Some guy called said he was on my site and saw the water heater explosion blog. He commented me on understanding a very serious condition. Would I go on his site and make a comment. I obliged and sent him a email. Also I made a few comments.
Here was his site www.dulacdpi.com

My comments to him;

Problems that I see, it can still be taken away and the valve plugged by some stupid idiot, homeowner, handy man or even a plumber who doesn't understand. Perhaps (but I can't see it) ... is some type of lock assembly that once the unit is tightened in it can't be unscrewed without a special tool (what comes to mind is a FuseStat Adapter) when a FuseStat adapter is hand tightened into a electric fuse socket the adapter will only accept a special thread for e.g. a 15-30 amp fuse. The little wire sticking out prevents unscrewing. In the case of the water heater R/V perhaps you could have a adapter that only your threads would fit. To move your unit to another relief valve or another heater you would only need another adapter yet pipe plugs would not fit anywhere.


----------



## caseysbuilding (Mar 11, 2009)

Interesting


----------



## RealLivePlumber (Jun 22, 2008)

I think no matter how much you try to idiot proof something, some schmo will find a way around it.


----------



## Tankless (Jun 12, 2008)

That guys site has some crazy ass pictures on it. This one is my favorite!!

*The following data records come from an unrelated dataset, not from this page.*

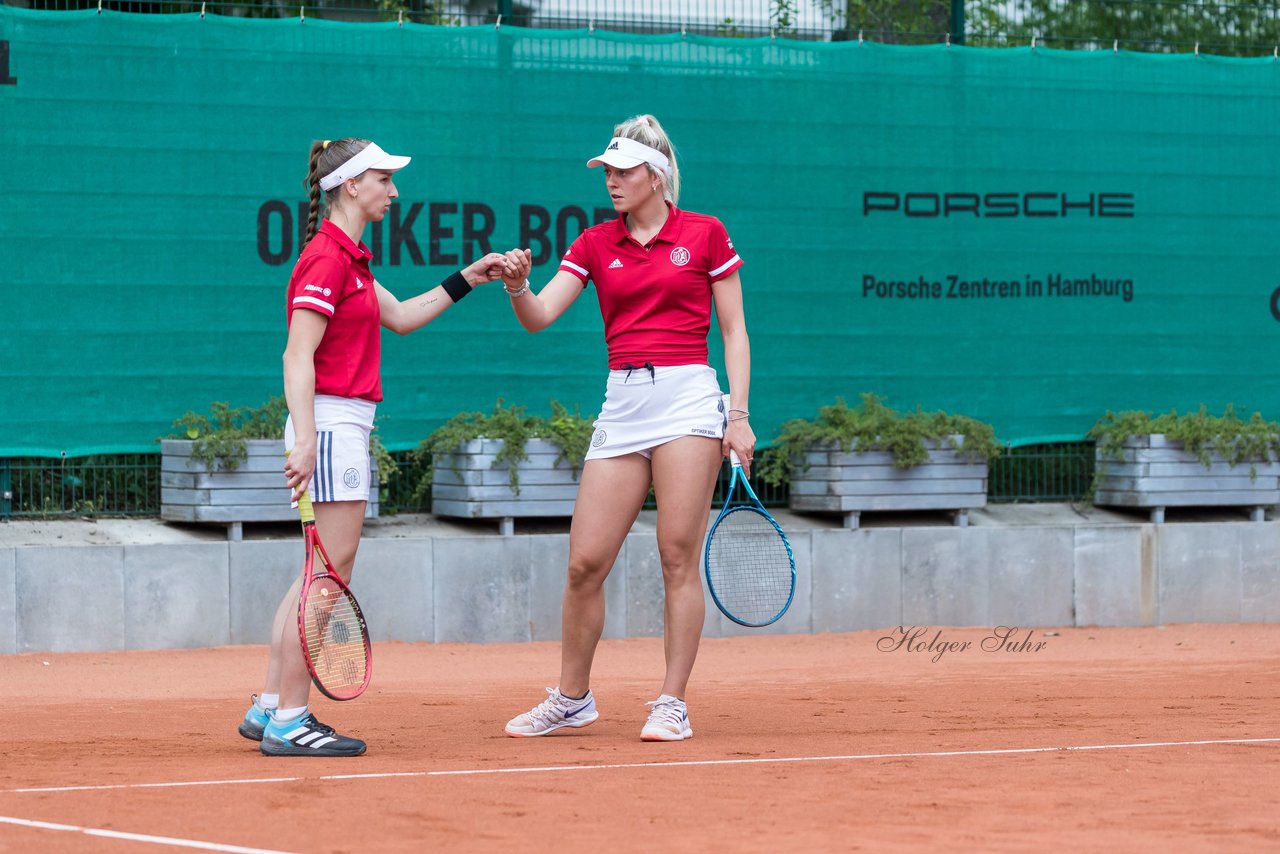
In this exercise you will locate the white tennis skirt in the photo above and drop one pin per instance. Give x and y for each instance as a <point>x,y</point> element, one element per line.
<point>649,406</point>
<point>343,425</point>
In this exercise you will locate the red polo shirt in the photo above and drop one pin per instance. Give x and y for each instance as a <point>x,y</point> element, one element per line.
<point>656,300</point>
<point>333,278</point>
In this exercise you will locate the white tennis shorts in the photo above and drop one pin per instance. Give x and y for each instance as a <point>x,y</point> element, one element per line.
<point>343,425</point>
<point>645,407</point>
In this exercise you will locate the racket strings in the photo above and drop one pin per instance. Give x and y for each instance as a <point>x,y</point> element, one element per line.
<point>334,634</point>
<point>749,566</point>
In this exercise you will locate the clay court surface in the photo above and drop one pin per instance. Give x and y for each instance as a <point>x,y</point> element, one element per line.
<point>1127,739</point>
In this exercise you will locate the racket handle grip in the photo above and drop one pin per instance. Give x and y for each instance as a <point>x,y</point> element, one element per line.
<point>305,510</point>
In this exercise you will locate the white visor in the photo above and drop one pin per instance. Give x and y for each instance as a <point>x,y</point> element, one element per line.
<point>622,154</point>
<point>368,158</point>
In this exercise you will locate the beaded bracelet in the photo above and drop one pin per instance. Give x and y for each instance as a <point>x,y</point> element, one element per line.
<point>456,286</point>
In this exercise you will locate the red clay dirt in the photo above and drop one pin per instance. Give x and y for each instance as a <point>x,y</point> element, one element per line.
<point>1130,739</point>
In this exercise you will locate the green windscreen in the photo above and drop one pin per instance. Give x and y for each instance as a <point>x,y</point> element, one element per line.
<point>1028,237</point>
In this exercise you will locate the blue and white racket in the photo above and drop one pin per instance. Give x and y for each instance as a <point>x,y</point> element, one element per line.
<point>750,569</point>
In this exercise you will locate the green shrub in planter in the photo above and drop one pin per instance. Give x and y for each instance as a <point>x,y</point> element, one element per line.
<point>219,439</point>
<point>874,459</point>
<point>1188,460</point>
<point>909,437</point>
<point>513,428</point>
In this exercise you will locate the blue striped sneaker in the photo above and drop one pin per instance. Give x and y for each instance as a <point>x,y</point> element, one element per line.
<point>554,713</point>
<point>306,736</point>
<point>255,720</point>
<point>668,721</point>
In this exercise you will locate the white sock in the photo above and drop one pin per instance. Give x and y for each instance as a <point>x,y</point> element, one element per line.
<point>280,716</point>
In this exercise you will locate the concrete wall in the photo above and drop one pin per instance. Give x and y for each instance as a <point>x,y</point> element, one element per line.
<point>492,588</point>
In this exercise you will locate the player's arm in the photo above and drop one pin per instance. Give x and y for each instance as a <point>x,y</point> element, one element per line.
<point>727,296</point>
<point>306,329</point>
<point>403,316</point>
<point>536,311</point>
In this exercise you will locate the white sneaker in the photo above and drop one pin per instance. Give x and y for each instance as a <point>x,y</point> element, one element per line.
<point>668,721</point>
<point>553,713</point>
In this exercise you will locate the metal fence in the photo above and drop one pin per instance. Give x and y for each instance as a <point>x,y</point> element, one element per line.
<point>1166,26</point>
<point>129,484</point>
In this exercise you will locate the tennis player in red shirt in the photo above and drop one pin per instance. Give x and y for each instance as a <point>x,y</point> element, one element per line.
<point>664,423</point>
<point>333,384</point>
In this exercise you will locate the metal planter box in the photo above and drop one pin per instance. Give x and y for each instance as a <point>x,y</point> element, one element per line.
<point>1153,473</point>
<point>254,492</point>
<point>469,484</point>
<point>851,483</point>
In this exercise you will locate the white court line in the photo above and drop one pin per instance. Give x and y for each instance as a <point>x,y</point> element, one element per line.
<point>137,837</point>
<point>690,763</point>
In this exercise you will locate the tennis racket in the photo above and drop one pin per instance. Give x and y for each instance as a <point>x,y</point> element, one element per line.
<point>750,569</point>
<point>332,628</point>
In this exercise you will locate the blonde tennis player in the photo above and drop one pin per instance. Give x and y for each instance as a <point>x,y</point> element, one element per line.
<point>657,270</point>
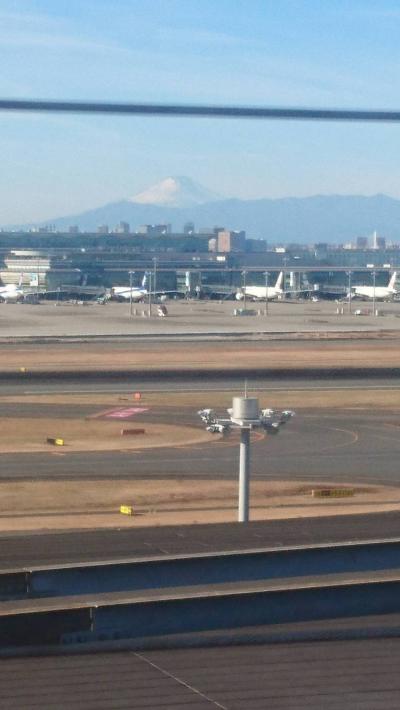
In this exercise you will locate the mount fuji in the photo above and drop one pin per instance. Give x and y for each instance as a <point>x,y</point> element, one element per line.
<point>177,200</point>
<point>178,192</point>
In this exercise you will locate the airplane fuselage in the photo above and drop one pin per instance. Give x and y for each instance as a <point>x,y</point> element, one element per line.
<point>368,292</point>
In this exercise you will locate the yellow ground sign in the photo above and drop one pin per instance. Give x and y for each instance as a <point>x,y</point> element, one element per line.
<point>332,492</point>
<point>126,509</point>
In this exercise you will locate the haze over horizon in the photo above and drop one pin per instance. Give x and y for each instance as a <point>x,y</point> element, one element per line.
<point>258,53</point>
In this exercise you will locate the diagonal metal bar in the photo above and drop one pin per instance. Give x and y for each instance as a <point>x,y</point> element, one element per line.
<point>198,111</point>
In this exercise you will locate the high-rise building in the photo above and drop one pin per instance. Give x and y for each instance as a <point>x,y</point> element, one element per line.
<point>122,228</point>
<point>188,228</point>
<point>231,241</point>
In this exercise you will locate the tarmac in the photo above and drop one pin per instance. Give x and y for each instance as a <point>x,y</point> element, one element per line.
<point>195,319</point>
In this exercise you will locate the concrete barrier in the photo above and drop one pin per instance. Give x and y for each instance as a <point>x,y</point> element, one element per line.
<point>332,492</point>
<point>55,442</point>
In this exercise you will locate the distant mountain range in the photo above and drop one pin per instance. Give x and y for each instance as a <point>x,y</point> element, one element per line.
<point>176,200</point>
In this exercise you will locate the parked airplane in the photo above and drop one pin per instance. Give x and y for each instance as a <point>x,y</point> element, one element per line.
<point>136,293</point>
<point>11,292</point>
<point>263,292</point>
<point>379,292</point>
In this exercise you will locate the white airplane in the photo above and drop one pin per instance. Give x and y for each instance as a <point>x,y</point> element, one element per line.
<point>379,292</point>
<point>136,293</point>
<point>11,292</point>
<point>263,292</point>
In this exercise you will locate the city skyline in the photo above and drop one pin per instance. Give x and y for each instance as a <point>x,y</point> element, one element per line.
<point>255,53</point>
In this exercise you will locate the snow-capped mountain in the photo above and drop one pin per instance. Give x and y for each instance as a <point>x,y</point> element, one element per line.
<point>177,191</point>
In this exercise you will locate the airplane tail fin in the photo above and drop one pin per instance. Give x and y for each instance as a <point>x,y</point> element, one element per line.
<point>279,281</point>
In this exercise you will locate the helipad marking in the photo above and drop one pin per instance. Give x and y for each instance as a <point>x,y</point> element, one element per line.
<point>125,413</point>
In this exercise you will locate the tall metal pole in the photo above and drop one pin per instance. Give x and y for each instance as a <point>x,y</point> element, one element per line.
<point>155,277</point>
<point>150,287</point>
<point>373,293</point>
<point>266,292</point>
<point>130,292</point>
<point>244,475</point>
<point>349,275</point>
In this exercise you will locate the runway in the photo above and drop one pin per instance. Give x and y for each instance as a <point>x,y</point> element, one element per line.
<point>342,445</point>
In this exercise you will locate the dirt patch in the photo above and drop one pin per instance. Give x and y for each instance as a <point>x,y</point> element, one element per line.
<point>44,505</point>
<point>20,435</point>
<point>226,355</point>
<point>296,399</point>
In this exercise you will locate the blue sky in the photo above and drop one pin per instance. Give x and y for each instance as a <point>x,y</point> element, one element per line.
<point>260,52</point>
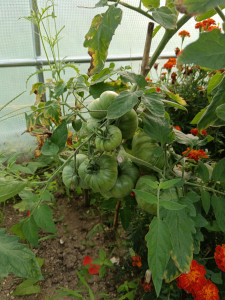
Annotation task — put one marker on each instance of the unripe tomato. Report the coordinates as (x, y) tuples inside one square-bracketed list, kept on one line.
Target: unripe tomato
[(109, 140), (128, 124), (102, 103)]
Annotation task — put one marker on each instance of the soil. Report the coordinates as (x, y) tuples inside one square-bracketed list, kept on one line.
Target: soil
[(64, 254)]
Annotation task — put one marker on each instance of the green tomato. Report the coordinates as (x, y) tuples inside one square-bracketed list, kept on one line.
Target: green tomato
[(128, 124), (100, 173), (69, 177), (127, 177), (144, 147), (141, 185), (102, 103), (110, 139)]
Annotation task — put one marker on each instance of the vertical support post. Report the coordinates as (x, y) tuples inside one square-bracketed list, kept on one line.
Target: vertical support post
[(37, 43)]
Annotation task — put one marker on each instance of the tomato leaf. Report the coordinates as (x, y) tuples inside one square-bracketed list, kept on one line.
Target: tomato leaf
[(219, 171), (16, 258), (10, 188), (164, 16), (159, 247), (201, 6), (218, 204), (99, 36), (147, 197), (181, 228), (123, 103), (43, 218), (213, 43)]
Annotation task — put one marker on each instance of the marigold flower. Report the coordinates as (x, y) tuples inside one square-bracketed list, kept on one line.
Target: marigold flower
[(195, 154), (210, 28), (146, 286), (136, 261), (194, 131), (220, 257), (208, 291), (192, 281), (203, 132), (184, 33), (93, 269), (177, 128)]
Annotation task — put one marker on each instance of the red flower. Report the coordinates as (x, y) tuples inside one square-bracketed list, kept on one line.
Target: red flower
[(93, 269), (177, 128), (208, 291), (195, 154), (184, 33), (192, 281), (136, 261), (146, 286), (194, 131), (220, 257)]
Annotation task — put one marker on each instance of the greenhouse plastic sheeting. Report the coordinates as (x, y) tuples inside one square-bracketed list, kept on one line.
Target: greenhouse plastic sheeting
[(16, 42)]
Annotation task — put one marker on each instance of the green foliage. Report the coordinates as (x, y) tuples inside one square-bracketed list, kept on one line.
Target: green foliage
[(97, 39), (16, 258)]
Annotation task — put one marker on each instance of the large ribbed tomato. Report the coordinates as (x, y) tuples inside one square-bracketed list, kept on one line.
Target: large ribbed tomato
[(128, 124), (102, 103), (109, 138), (144, 147), (127, 176), (99, 173)]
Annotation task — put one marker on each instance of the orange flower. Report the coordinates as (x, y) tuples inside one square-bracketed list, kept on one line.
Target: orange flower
[(195, 154), (136, 261), (192, 281), (220, 257), (203, 132), (184, 33), (210, 28), (208, 291), (194, 131), (146, 286), (177, 128), (170, 63)]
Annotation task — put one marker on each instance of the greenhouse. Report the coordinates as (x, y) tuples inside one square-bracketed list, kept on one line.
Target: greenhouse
[(112, 149)]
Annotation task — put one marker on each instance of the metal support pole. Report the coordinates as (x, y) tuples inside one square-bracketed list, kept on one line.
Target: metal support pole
[(37, 44)]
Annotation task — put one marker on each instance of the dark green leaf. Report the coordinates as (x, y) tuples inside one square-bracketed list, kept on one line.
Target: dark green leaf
[(171, 271), (169, 183), (165, 17), (27, 287), (10, 188), (158, 129), (43, 218), (181, 228), (16, 258), (213, 43), (154, 104), (133, 78), (219, 171), (159, 247), (201, 6), (205, 196), (30, 231), (147, 197), (203, 171), (170, 205), (100, 35), (220, 112), (218, 204), (122, 104)]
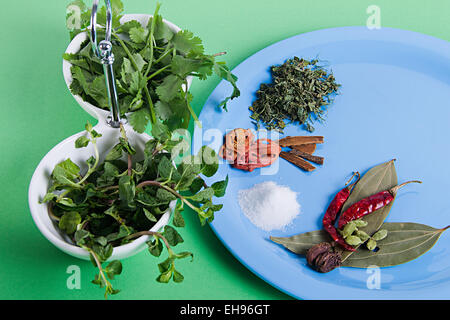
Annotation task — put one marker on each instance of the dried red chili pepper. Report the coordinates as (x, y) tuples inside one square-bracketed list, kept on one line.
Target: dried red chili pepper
[(370, 204), (333, 210)]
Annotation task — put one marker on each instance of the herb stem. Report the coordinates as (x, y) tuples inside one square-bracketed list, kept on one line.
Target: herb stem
[(154, 74), (133, 62), (189, 105), (99, 266), (91, 169), (148, 233)]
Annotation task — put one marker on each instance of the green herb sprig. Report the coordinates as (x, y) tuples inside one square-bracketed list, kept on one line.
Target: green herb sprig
[(152, 65), (119, 200)]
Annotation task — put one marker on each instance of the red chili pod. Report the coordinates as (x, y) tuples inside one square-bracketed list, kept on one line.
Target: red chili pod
[(370, 204), (333, 210)]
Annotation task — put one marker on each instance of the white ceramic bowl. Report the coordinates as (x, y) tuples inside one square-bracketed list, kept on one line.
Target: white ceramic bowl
[(40, 182), (75, 46)]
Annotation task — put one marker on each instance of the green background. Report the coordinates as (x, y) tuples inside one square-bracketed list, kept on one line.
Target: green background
[(38, 112)]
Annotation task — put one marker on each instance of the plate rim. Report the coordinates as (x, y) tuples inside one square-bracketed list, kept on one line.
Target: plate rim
[(348, 33)]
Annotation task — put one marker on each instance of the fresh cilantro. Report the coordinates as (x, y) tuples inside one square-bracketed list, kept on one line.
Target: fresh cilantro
[(151, 66), (121, 199)]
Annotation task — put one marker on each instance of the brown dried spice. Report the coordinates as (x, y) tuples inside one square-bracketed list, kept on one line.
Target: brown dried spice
[(323, 258)]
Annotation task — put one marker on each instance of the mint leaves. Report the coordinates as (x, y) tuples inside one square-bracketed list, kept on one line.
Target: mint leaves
[(119, 200), (151, 66)]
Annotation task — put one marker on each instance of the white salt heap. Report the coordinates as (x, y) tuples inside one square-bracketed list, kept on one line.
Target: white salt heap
[(268, 205)]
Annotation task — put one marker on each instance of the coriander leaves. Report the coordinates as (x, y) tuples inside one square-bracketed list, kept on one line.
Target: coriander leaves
[(121, 199), (300, 92), (152, 65)]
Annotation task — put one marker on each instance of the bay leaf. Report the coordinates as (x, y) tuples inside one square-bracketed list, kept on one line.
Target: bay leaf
[(300, 243), (404, 242), (379, 178)]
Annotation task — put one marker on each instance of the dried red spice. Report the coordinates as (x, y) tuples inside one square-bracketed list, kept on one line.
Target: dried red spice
[(323, 258), (333, 210), (245, 154)]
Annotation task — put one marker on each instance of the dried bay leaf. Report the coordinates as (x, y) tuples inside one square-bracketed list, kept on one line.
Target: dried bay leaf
[(405, 242), (300, 243), (379, 178)]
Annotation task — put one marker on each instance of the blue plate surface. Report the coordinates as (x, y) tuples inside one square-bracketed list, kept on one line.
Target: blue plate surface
[(393, 103)]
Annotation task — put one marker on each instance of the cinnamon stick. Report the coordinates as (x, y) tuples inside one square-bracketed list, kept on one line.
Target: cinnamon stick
[(299, 140), (307, 156), (308, 148), (299, 162)]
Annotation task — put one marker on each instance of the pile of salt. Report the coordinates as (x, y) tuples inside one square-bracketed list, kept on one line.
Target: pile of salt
[(269, 206)]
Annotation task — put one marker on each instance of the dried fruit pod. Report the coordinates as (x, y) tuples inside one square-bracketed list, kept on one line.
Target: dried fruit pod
[(323, 258)]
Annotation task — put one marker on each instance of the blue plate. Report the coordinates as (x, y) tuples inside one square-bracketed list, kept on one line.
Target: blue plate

http://www.dulacdpi.com/badpiping.html


----------



## RealLivePlumber (Jun 22, 2008)

I had a customer whose feeder was passing water into the hot water boiler. The relief valve was in the top of the boiler. He placed a cinder block on top if it, the wedged a 2 x 4 up to the rafters, to try to get it to stop spewing water. Thank God it didn't work.


----------